I was hoping you could give me some suggestions for improving my playing (other than, give up the piano). Here is a link to a rendition of Autumn Leaves that I recorded last November. http://www.box.net/shared/6b1r5q3di3
Unfortunately, it is nothing like your recording of the same tune on your blog. Aside from the fact that there are multiple occurrences of my not playing on time, my recording is boring and thin; the arpeggios sound nothing like the flowing harmonies/rhythms on your recording. Let me ask a specific question about that: In Autumn Leaves, on measures consisting of one note held for the entire measure, do your arpeggios consist of eight notes? -- or more? Also, are you just running up and down using sequential notes of the chord? -- or do you do something else?
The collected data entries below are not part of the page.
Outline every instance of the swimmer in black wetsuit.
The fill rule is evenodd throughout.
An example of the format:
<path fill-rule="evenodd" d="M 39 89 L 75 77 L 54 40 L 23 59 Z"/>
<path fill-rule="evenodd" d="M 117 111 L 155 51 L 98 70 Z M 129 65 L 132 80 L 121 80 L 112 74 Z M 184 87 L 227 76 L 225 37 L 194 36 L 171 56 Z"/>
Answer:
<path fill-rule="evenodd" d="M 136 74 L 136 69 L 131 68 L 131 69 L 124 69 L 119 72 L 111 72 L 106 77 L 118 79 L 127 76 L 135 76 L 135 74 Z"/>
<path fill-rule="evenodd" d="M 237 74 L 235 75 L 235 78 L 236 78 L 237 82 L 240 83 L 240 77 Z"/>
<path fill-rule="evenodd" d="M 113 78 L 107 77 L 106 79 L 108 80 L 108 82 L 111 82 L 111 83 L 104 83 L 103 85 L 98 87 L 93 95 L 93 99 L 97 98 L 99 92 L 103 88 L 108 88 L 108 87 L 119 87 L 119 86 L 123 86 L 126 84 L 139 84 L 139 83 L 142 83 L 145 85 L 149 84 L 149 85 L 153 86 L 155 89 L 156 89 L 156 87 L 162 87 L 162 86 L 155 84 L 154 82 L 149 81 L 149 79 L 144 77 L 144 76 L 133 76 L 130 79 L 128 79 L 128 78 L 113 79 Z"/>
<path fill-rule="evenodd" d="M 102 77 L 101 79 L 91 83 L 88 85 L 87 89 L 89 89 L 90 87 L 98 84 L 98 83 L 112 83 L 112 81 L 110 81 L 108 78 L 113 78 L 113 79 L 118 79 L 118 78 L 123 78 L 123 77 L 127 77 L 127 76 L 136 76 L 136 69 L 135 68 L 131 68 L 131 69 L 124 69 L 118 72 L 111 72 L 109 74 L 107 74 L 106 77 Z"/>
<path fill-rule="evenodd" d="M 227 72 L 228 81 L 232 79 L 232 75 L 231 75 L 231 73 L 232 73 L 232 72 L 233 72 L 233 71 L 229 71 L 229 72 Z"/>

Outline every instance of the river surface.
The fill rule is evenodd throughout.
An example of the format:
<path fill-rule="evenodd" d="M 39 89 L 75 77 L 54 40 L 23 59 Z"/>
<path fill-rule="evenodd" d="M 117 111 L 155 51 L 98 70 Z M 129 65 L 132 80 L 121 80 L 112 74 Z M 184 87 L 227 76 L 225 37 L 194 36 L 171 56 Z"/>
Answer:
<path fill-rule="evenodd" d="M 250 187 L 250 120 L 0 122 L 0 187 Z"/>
I'd appreciate any other hints you (or any other posters) might have.
Scott Houston's Autumn Leaves Course Summary:
One DVD; 13 lessons:
1-4 cover his basic 1-note melody in RH, 1 block chord/measure in LH approach
5-6 cover some advanced chords and voicings. Instruction on voicings is very sketchy. He essentially advises to just spread out the chord notes between multiple hands and play the notes in different orders.
7,12 contain additional information on ballad styling.
8,13 contain additional information on up-tempo styling.
9 contains some miscellaneous tips/tricks
10 contains info on Intros/Endings
11 provides some info on Accompaniment
In addition, he provides:
-- two lead sheets - a basic and advanced. The advanced is identical to the basic but with the advanced chords.
-- two recordings of the tune, one which includes the piano portion and the other which omits the piano portion to allow the student to play along.
-- couple fillers of minimal value: bio of the composers and a discography.
Now this summary really doesn't tell anything about the value of the course. A course containing these chapter headings could be super great -- or not so great; as with so many other things, the devil is in the details. Although there's some good stuff here, for me, the details are less than expected.
For you, Elssa, it's hard to see why this DVD would be any of great value. Lessons 1-4 are far too basic for you. Regarding the more advanced lessons, your blog tunes already beautifully incorporate many of the riffs/patterns Scott tries to teach. Scott's up-tempo version, as just one example, is very much like your lovely jazz version.